Located in the Great Rift Valley in Tanzania, Olduvai Gorge is the place where the origins of humankind were discovered. It is widely considered as the most important prehistoric site in the world as it holds the earliest evidence of the existence of human ancestors.
Olduvai Gorge was formed about 30,000 years ago by aggressive geological activity and streams which erupted through volcanic activity. The area, situated between the Ngorongoro Crater and the Serengeti, is named after a Maasai word for a plant which grows in the area. It is also known as Oldupai Gorge.
Here between layers of rock, that acted like a series of time capsules, paleoanthropologists unearthed hundreds of fossilised bones. The bones were found next to stone tools which had been shaped by human hands. It is estimated that the tools and bone fossils dated back approximately two million years.

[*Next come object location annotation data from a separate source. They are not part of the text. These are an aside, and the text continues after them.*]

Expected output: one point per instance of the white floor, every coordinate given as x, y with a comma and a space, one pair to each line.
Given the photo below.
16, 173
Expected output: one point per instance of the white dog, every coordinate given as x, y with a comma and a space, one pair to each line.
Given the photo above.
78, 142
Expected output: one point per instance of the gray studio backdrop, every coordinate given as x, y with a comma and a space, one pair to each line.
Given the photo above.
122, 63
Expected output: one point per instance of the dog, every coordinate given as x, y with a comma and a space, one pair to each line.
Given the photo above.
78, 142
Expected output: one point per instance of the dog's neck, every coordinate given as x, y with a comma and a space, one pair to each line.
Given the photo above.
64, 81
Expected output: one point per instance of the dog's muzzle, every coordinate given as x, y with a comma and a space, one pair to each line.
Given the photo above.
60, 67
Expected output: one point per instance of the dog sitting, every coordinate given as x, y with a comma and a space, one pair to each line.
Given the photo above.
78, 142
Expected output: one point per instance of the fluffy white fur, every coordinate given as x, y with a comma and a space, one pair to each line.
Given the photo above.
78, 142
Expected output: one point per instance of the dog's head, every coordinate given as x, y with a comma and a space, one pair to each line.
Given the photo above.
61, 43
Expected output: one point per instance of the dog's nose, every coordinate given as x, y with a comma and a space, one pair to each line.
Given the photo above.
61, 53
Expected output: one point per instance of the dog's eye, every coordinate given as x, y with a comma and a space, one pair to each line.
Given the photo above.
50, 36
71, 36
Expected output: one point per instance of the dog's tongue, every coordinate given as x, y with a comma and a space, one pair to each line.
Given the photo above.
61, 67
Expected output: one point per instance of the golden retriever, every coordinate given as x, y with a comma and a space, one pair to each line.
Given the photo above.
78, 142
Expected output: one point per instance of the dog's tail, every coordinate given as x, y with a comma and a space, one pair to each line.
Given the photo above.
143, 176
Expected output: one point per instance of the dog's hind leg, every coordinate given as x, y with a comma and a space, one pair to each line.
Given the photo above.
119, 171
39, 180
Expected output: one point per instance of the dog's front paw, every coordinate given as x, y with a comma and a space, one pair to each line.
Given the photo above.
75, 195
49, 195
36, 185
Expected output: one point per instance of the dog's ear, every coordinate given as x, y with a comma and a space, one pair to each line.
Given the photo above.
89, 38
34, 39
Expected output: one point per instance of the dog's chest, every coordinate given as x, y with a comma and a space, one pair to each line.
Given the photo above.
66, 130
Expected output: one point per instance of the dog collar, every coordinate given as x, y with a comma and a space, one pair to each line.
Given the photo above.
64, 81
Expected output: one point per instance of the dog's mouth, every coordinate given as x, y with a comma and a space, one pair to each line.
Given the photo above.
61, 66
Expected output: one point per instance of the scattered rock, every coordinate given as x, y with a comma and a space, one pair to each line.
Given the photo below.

Mary Leakey and Louis Leakey
The paleoanthropologist-archeologist team was led by British couple Louis Leakey and his wife Mary Leakey. The discoveries they made significantly changed the understanding of human evolution, leading to the conclusion that humans evolved in Africa.
Important discoveries made by Mary Leakey
Mary Leakey’s big discovery was in 1949. She found a partial skull fossil of Proconsul Africanus, an ancestor of apes and humans that later evolved into the two distinct species.
Her find was truly remarkable. The fossil, believed to be 18 million years old, was the first species of the primate genus to be discovered from the Miocene era.
After Louis Leakey died in 1972, Mary continued to research and hunt for fossils. In 1979, nearly two decades after finding the skull, she discovered a trail of early human footprints. The footprints, found at Laetoli about 30 miles from Olduvai Gorge, had been preserved in volcanic rock 3.6 millions years old. There were three separate tracks of a small-brained upright walking early hominid.
Imprints of these are displayed in the Olduvai Gorge museum.
The AGE-Old evolution and creationism debate
Visiting Olduvai Gorge leaves you with a weird feeling like you have indeed travelled back in time to the cradle of mankind. It also seems to support evolution 100 percent and laugh in the face of creationism. Saying this, as I was leaving the museum I overheard another visitor say to her friend: “You know, I don’t believe a word of it.” So I guess there are some people who just don’t want to believe in evolution even when faced with the facts.